Citric acid monohydrate (Sigma Aldrich, St. Louis, MO, USA, 99.0%), citric acid trisodium dihydrate (Amresco, Solon, OH, USA, reagent grade), HEPES (Amresco, Solon, OH, USA, high purity grade), sodium phosphate monobasic dihydrate (Fisher, Waltham, MA, USA, 100.0%), sodium phosphate dibasic heptahydrate (Fisher, Waltham, MA, USA, 99.0%–102.0%), sodium hydroxide (Amresco, Solon, OH, USA, ACS grade), nitric acid (Fisher, Waltham, MA, USA, ACS reagent grade), tetrachloroauric acid trihydrate (Fisher, Waltham, MA, USA, ACS Reagent Grade, ≥49% Au Basis, equivalent of 98% HAuCl₄), silver nitrate (Alfa Aesar, Ward Hill, MA, USA, 99.9%) and sodium borohydride (EMD, Billerica, MA, USA, 98.0%) were used as is. All solutions were prepared using ultrapure water (18.2 MΩ·cm at 25 °C, Synergy UV water purification system, Millipore Co., Billerica, MA, USA).

3.2. AgNC Synthesis

Buffer, DNA and AgNO₃ were dissolved in ultrapure water and vortexed. After approximately 5 min, freshly prepared NaBH₄ was added. The reaction mixture was then again vortexed, and incubated for approximately 2 h in the dark at room temperature. Typical reagent concentrations for AgNC synthesis were as follows: 25 mM buffer, 15 µM DNA, 120 µM AgNO₃, and 120 µM NaBH₄. Where indicated, samples were then exposed to short wavelength UV light prior to characterization.

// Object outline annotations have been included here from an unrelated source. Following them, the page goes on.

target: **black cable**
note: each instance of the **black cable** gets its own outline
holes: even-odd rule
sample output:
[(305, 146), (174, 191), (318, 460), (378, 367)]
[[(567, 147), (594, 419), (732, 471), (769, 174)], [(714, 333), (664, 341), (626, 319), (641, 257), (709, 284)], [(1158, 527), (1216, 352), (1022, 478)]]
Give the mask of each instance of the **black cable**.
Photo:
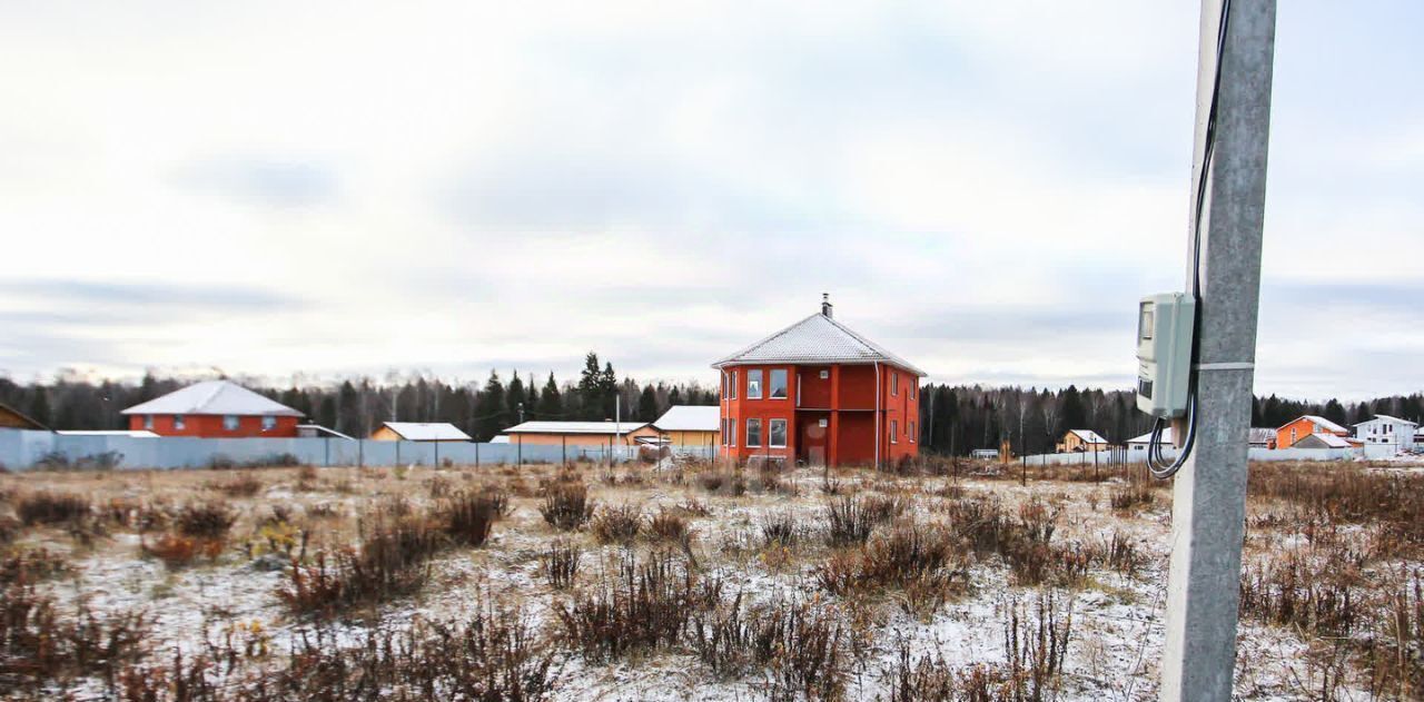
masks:
[[(1166, 480), (1182, 470), (1186, 457), (1196, 443), (1196, 363), (1200, 352), (1198, 337), (1202, 329), (1202, 215), (1206, 209), (1206, 187), (1212, 171), (1212, 158), (1216, 151), (1216, 103), (1222, 90), (1222, 58), (1226, 53), (1226, 28), (1232, 19), (1232, 0), (1222, 0), (1222, 19), (1216, 28), (1216, 66), (1212, 77), (1212, 103), (1206, 110), (1206, 134), (1202, 141), (1202, 172), (1196, 181), (1196, 215), (1192, 218), (1192, 353), (1188, 369), (1186, 389), (1186, 436), (1182, 437), (1182, 450), (1173, 461), (1168, 463), (1162, 454), (1162, 430), (1166, 420), (1158, 417), (1152, 423), (1152, 436), (1148, 439), (1148, 473), (1158, 480)], [(1175, 439), (1175, 437), (1173, 437)]]

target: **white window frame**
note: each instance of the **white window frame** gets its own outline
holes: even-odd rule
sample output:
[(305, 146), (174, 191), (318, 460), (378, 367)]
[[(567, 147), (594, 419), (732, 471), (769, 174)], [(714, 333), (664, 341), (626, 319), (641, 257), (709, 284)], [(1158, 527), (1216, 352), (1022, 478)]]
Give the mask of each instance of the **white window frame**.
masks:
[(746, 370), (746, 399), (748, 400), (762, 399), (762, 369)]
[[(782, 394), (776, 394), (776, 374), (782, 374)], [(773, 367), (770, 377), (766, 383), (766, 397), (772, 400), (785, 400), (790, 394), (792, 377), (790, 372), (783, 367)]]
[[(773, 441), (776, 441), (773, 439), (776, 436), (776, 431), (772, 430), (772, 427), (775, 427), (778, 423), (782, 424), (782, 443), (779, 443), (779, 444), (773, 443)], [(789, 427), (786, 426), (786, 420), (785, 419), (770, 419), (770, 420), (768, 420), (766, 421), (766, 447), (768, 449), (786, 449), (786, 444), (787, 444), (787, 429)]]

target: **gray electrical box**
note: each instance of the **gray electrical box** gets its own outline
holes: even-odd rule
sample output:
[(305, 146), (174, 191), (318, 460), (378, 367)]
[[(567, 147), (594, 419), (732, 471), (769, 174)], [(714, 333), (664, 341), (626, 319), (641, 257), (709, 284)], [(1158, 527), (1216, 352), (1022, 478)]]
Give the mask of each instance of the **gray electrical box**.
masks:
[(1138, 409), (1153, 417), (1186, 413), (1192, 377), (1196, 300), (1180, 292), (1149, 295), (1138, 305)]

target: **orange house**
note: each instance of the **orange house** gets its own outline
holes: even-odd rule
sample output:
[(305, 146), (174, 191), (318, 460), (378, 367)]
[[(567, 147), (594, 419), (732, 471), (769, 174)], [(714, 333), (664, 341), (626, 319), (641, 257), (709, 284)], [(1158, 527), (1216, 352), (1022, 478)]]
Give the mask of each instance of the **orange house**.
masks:
[(158, 436), (244, 439), (296, 436), (302, 413), (228, 380), (205, 380), (122, 412), (128, 429)]
[(1310, 434), (1334, 434), (1347, 437), (1350, 430), (1317, 414), (1304, 414), (1276, 430), (1276, 449), (1290, 449), (1296, 441)]
[(920, 453), (924, 372), (832, 318), (830, 302), (716, 363), (721, 454), (883, 464)]

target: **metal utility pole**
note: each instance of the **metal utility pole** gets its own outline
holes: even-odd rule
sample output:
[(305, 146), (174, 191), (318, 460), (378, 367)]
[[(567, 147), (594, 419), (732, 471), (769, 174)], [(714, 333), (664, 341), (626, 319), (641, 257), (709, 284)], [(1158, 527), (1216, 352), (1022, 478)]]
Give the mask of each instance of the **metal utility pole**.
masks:
[(1190, 232), (1198, 216), (1202, 226), (1199, 243), (1188, 238), (1188, 285), (1200, 282), (1198, 426), (1172, 493), (1163, 702), (1232, 698), (1274, 37), (1276, 0), (1202, 1)]

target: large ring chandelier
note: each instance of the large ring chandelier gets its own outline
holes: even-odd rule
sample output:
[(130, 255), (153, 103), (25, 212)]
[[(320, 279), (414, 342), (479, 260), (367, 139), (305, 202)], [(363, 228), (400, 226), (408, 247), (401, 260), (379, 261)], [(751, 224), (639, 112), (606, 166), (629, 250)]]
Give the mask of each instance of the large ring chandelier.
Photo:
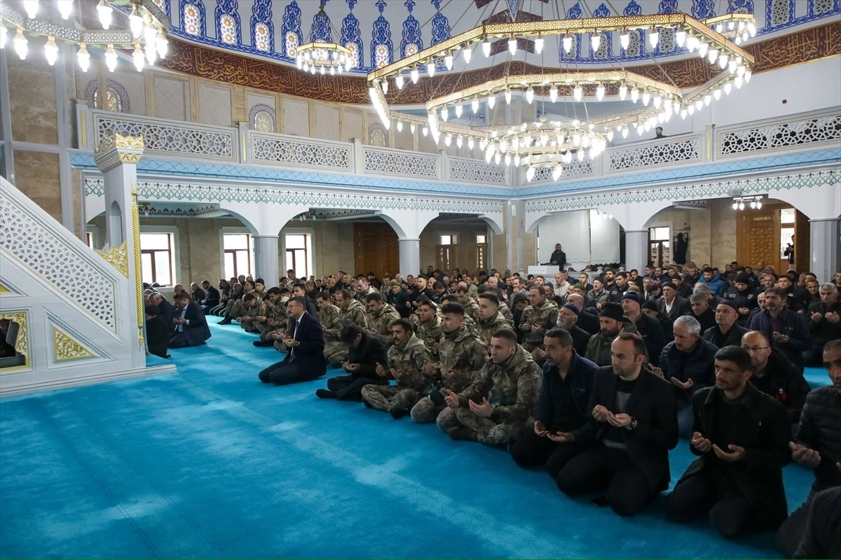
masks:
[[(88, 49), (105, 51), (105, 65), (112, 72), (117, 67), (117, 50), (130, 50), (137, 71), (157, 59), (166, 58), (169, 53), (170, 21), (162, 4), (155, 0), (99, 0), (96, 11), (102, 29), (85, 29), (82, 18), (71, 20), (74, 8), (81, 0), (24, 0), (22, 3), (25, 13), (21, 13), (8, 4), (0, 2), (0, 49), (5, 48), (8, 35), (14, 32), (12, 45), (21, 60), (29, 54), (26, 36), (45, 37), (44, 55), (50, 65), (58, 58), (56, 41), (78, 47), (77, 59), (79, 67), (87, 72), (90, 67), (91, 55)], [(50, 12), (55, 7), (61, 18), (73, 21), (71, 24), (59, 25), (52, 23)], [(123, 12), (128, 18), (128, 29), (113, 29), (114, 8)]]
[[(544, 68), (541, 73), (506, 74), (484, 83), (450, 91), (430, 98), (426, 102), (426, 118), (418, 115), (390, 110), (386, 95), (393, 85), (398, 90), (416, 84), (422, 71), (434, 76), (442, 61), (452, 70), (455, 57), (461, 53), (466, 64), (480, 45), (484, 56), (491, 55), (492, 41), (507, 39), (509, 52), (516, 53), (517, 39), (530, 39), (536, 54), (540, 54), (546, 37), (558, 37), (559, 46), (569, 54), (573, 41), (586, 40), (589, 36), (593, 50), (599, 49), (609, 34), (619, 34), (623, 50), (629, 44), (629, 31), (647, 31), (651, 48), (658, 44), (659, 34), (666, 29), (674, 33), (674, 40), (718, 71), (706, 83), (685, 94), (673, 83), (654, 80), (622, 68), (607, 68), (587, 71), (564, 68)], [(752, 14), (733, 13), (698, 21), (685, 13), (557, 19), (534, 22), (495, 24), (476, 27), (452, 39), (405, 56), (392, 64), (374, 70), (368, 75), (368, 95), (388, 128), (392, 120), (402, 129), (409, 123), (413, 130), (422, 127), (424, 134), (431, 133), (437, 144), (442, 136), (449, 146), (455, 139), (461, 147), (464, 142), (471, 149), (478, 142), (484, 151), (485, 160), (500, 165), (527, 165), (526, 178), (531, 181), (537, 169), (551, 168), (557, 181), (563, 166), (574, 158), (595, 159), (613, 139), (615, 133), (627, 137), (633, 129), (642, 134), (659, 123), (669, 121), (673, 115), (685, 118), (713, 100), (727, 95), (733, 87), (739, 88), (750, 81), (754, 57), (739, 44), (756, 34)], [(519, 92), (532, 103), (536, 96), (548, 97), (552, 103), (559, 97), (584, 102), (588, 97), (601, 101), (606, 93), (618, 95), (621, 101), (629, 99), (636, 107), (621, 113), (592, 118), (569, 118), (535, 123), (522, 123), (505, 127), (473, 127), (450, 121), (468, 111), (477, 113), (484, 100), (493, 108), (501, 97), (510, 103), (512, 93)]]

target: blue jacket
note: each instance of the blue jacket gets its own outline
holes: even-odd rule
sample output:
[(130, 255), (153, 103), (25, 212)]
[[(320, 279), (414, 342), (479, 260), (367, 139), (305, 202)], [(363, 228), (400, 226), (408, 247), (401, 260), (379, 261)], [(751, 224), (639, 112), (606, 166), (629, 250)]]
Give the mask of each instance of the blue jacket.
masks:
[(710, 289), (710, 291), (718, 296), (721, 296), (722, 294), (724, 293), (724, 290), (727, 289), (727, 283), (725, 282), (721, 276), (715, 273), (712, 275), (712, 280), (709, 282), (706, 281), (706, 279), (704, 278), (703, 275), (701, 275), (701, 279), (698, 281), (701, 284), (706, 285), (706, 287)]
[[(684, 358), (681, 356), (683, 352), (675, 348), (674, 341), (669, 343), (663, 348), (660, 353), (660, 369), (663, 371), (664, 379), (668, 381), (676, 377), (685, 383), (688, 379), (692, 379), (692, 386), (689, 389), (674, 386), (679, 400), (688, 400), (699, 389), (715, 384), (717, 352), (718, 347), (703, 338), (698, 340), (697, 348), (685, 361), (681, 360), (681, 358)], [(682, 368), (681, 362), (683, 362)]]
[[(581, 415), (584, 418), (589, 417), (587, 415), (590, 409), (587, 407), (587, 403), (590, 401), (590, 393), (593, 389), (593, 382), (595, 379), (595, 372), (597, 371), (599, 371), (599, 366), (573, 350), (573, 359), (569, 364), (569, 371), (567, 373), (567, 375), (569, 376), (572, 382), (573, 398), (575, 400), (575, 406), (578, 406), (579, 411), (581, 412)], [(537, 399), (537, 406), (535, 409), (534, 414), (535, 420), (543, 422), (547, 427), (551, 427), (553, 422), (555, 416), (553, 411), (555, 404), (554, 395), (558, 391), (558, 385), (560, 382), (561, 379), (560, 374), (558, 373), (558, 366), (551, 361), (547, 360), (543, 364), (543, 381), (540, 388), (540, 398)], [(580, 439), (580, 430), (584, 426), (586, 426), (586, 423), (573, 430), (575, 441)]]
[(785, 358), (788, 359), (791, 365), (800, 371), (803, 371), (803, 353), (812, 348), (812, 333), (809, 332), (809, 326), (803, 316), (789, 309), (784, 309), (780, 312), (780, 320), (783, 322), (783, 326), (785, 327), (785, 332), (781, 334), (789, 338), (788, 342), (778, 343), (774, 340), (774, 328), (771, 327), (773, 319), (767, 309), (754, 316), (754, 318), (750, 320), (750, 330), (759, 331), (765, 335), (771, 348), (779, 348), (785, 354)]

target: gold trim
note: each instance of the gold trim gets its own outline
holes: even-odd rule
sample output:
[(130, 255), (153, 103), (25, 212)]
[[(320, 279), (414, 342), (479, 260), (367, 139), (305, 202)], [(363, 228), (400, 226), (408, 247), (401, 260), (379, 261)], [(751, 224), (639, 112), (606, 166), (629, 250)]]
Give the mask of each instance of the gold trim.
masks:
[(143, 308), (143, 279), (140, 276), (140, 218), (137, 207), (137, 186), (131, 187), (131, 228), (135, 243), (135, 291), (137, 292), (137, 336), (143, 343), (143, 325), (145, 314)]
[(119, 247), (112, 247), (107, 251), (97, 251), (100, 257), (119, 270), (126, 278), (129, 277), (129, 246), (126, 242)]
[(93, 352), (55, 325), (53, 325), (53, 352), (56, 362), (95, 358)]

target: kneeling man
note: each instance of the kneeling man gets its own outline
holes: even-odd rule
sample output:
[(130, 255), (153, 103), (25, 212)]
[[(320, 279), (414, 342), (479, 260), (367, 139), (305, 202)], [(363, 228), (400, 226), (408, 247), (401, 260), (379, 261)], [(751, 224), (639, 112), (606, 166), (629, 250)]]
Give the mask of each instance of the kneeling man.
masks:
[(540, 376), (540, 367), (517, 344), (516, 333), (497, 331), (479, 379), (458, 395), (444, 390), (447, 408), (438, 415), (438, 427), (454, 440), (512, 443), (537, 404)]

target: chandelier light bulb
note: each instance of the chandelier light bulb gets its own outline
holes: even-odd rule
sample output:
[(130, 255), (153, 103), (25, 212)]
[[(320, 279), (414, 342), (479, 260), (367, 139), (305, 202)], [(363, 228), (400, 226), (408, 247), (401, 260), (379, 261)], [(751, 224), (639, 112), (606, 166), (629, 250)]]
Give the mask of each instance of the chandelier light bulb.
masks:
[(58, 13), (61, 14), (61, 19), (70, 19), (70, 14), (73, 11), (73, 0), (58, 0)]
[(563, 43), (563, 52), (569, 55), (573, 48), (573, 38), (569, 35), (563, 35), (563, 40), (561, 42)]
[(114, 50), (114, 44), (111, 43), (108, 44), (108, 50), (105, 51), (105, 65), (110, 72), (117, 68), (117, 51)]
[(657, 28), (648, 34), (648, 44), (651, 45), (652, 49), (657, 48), (657, 44), (660, 40), (660, 34), (657, 32)]
[(99, 0), (99, 3), (97, 5), (97, 13), (99, 15), (99, 23), (103, 24), (103, 29), (111, 27), (111, 16), (113, 13), (114, 8), (111, 8), (111, 5), (106, 0)]
[(135, 43), (135, 51), (131, 54), (131, 58), (135, 60), (135, 68), (137, 69), (137, 71), (142, 72), (145, 64), (145, 55), (140, 49), (140, 42)]
[(18, 33), (14, 34), (14, 39), (12, 39), (12, 44), (14, 45), (14, 52), (18, 53), (21, 60), (26, 60), (27, 43), (29, 41), (26, 40), (26, 37), (24, 37), (24, 30), (19, 27)]
[(56, 44), (56, 38), (50, 35), (47, 38), (47, 44), (44, 45), (44, 55), (46, 56), (47, 64), (50, 66), (56, 64), (58, 59), (58, 45)]
[(129, 27), (131, 29), (131, 35), (135, 39), (140, 39), (143, 34), (143, 18), (137, 11), (137, 4), (132, 4), (131, 13), (129, 14)]
[(38, 0), (24, 0), (24, 9), (27, 18), (34, 19), (38, 15)]
[(601, 35), (597, 33), (594, 33), (590, 35), (590, 44), (593, 47), (593, 50), (598, 50), (599, 47), (601, 45)]

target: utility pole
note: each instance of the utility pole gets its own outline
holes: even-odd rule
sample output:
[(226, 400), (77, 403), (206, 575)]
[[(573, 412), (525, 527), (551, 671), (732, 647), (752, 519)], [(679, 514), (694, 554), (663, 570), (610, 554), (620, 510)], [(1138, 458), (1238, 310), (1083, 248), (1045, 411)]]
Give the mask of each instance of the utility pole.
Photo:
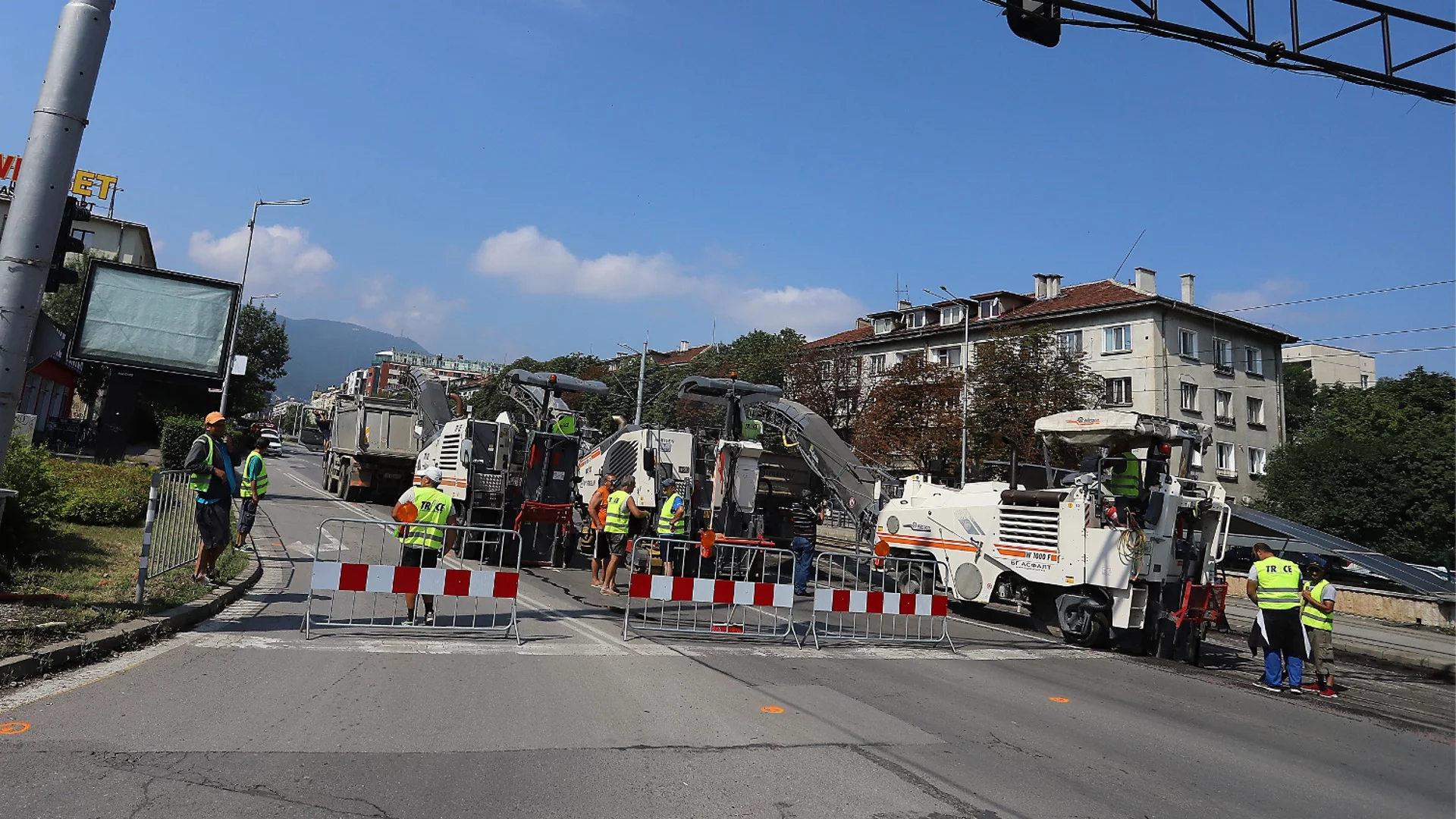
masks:
[(0, 238), (0, 468), (25, 389), (41, 291), (55, 252), (66, 197), (71, 192), (82, 131), (96, 92), (96, 73), (111, 34), (115, 0), (70, 0), (51, 44), (41, 96), (25, 140), (25, 176)]

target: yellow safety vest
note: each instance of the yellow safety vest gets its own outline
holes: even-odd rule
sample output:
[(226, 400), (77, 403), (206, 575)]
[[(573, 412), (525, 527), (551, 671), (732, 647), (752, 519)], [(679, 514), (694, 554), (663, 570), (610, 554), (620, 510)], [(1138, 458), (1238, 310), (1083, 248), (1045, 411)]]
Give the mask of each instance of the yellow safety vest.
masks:
[[(1328, 580), (1321, 580), (1309, 587), (1309, 596), (1319, 599), (1319, 595), (1325, 592), (1325, 586), (1329, 586)], [(1335, 612), (1325, 614), (1315, 606), (1305, 603), (1305, 612), (1299, 616), (1300, 622), (1309, 628), (1324, 628), (1325, 631), (1335, 630)]]
[[(667, 495), (662, 501), (662, 510), (657, 514), (657, 533), (658, 535), (686, 535), (687, 533), (687, 516), (677, 519), (673, 523), (673, 503), (677, 501), (677, 493)], [(668, 532), (671, 529), (671, 532)]]
[(1254, 564), (1258, 570), (1258, 595), (1261, 609), (1299, 608), (1299, 565), (1278, 557), (1270, 557)]
[[(258, 461), (258, 474), (249, 479), (248, 469)], [(253, 491), (249, 484), (258, 484), (258, 497), (268, 494), (268, 465), (264, 463), (264, 456), (256, 452), (248, 453), (248, 461), (243, 462), (243, 497), (253, 497)]]
[(1131, 452), (1115, 455), (1123, 458), (1121, 466), (1112, 468), (1112, 477), (1107, 479), (1107, 488), (1114, 495), (1137, 497), (1143, 491), (1143, 478), (1139, 472), (1139, 461)]
[(399, 541), (416, 549), (444, 546), (446, 530), (435, 526), (444, 526), (450, 520), (450, 495), (434, 487), (415, 487), (415, 522), (405, 528)]
[(607, 525), (601, 528), (603, 532), (610, 535), (628, 533), (628, 523), (632, 517), (630, 510), (628, 510), (629, 497), (630, 495), (622, 490), (607, 495)]

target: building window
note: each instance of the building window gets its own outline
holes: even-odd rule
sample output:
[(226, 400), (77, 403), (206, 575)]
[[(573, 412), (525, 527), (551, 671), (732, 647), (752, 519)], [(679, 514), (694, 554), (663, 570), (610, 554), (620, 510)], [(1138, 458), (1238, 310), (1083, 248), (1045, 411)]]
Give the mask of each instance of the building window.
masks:
[(1133, 325), (1123, 324), (1102, 331), (1102, 353), (1131, 353)]
[(1226, 389), (1213, 391), (1213, 420), (1217, 424), (1233, 423), (1233, 393)]
[(1227, 338), (1213, 340), (1213, 366), (1224, 372), (1233, 372), (1233, 342)]
[(1219, 474), (1220, 475), (1238, 475), (1239, 468), (1233, 465), (1233, 444), (1232, 443), (1216, 443), (1219, 456)]
[(1061, 348), (1067, 356), (1076, 356), (1082, 353), (1082, 331), (1069, 329), (1067, 332), (1057, 334), (1057, 347)]
[(1191, 329), (1178, 331), (1178, 354), (1184, 358), (1198, 360), (1198, 334)]
[(1251, 376), (1264, 375), (1264, 351), (1258, 347), (1243, 348), (1243, 370)]
[(1107, 379), (1105, 401), (1109, 407), (1128, 407), (1133, 404), (1133, 379)]
[(1185, 385), (1182, 385), (1181, 393), (1182, 393), (1182, 410), (1184, 410), (1184, 412), (1197, 412), (1198, 411), (1198, 385), (1195, 385), (1195, 383), (1185, 383)]

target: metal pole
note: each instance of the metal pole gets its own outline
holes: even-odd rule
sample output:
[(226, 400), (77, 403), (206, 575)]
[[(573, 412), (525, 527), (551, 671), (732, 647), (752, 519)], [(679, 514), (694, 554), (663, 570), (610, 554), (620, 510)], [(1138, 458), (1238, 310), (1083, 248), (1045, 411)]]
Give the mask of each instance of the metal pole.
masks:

3.3. Fluorescence Spectroscopy

Visible Fluorescence. Fluorescence was assessed visually under excitation under a hand held UV lamp at 254 nm or 365 nm in a dark room and recorded using a digital camera (Canon PowerShot SD1200 IS). Samples were also observed under ambient light. Full excitation and emission spectra were typically measured without dilution using a Varian Eclipse Fluorescence Spectrophotometer (Agilent Technologies, Santa Clara, CA, USA). Emission spectra were first measured using an excitation wavelength of 300 nm. Excitation spectra were then measured for emission maxima observed, and finally, emission spectra were again recorded for the measured excitation maxima.

4. Conclusions

In this work, we have investigated the effect of PS-modified ssDNA templates in the synthesis of fluorescent gold and silver nanoclusters. While PS modification did not bring stronger emission in the synthesis of AuNCs, PS-modified T₁₅ template enabled the formation of stronger violet and yellow-orange emitters at neutral pH whereas unmodified T₁₅ had previously only produced fluorescence at high pH. The insensitivity of this emitter to base protonation and the favorability of PS modifications suggests that DNA-Ag interaction may occur through the PS backbone. However, the synthesis is not completely independent of base sequence, as strong fluorescence could not be achieved using any other templates. The present work is the first time that a poly-T template has been used successfully to template fluorescent species at neutral pH, potentially extending the use of T-rich templates for physiological conditions.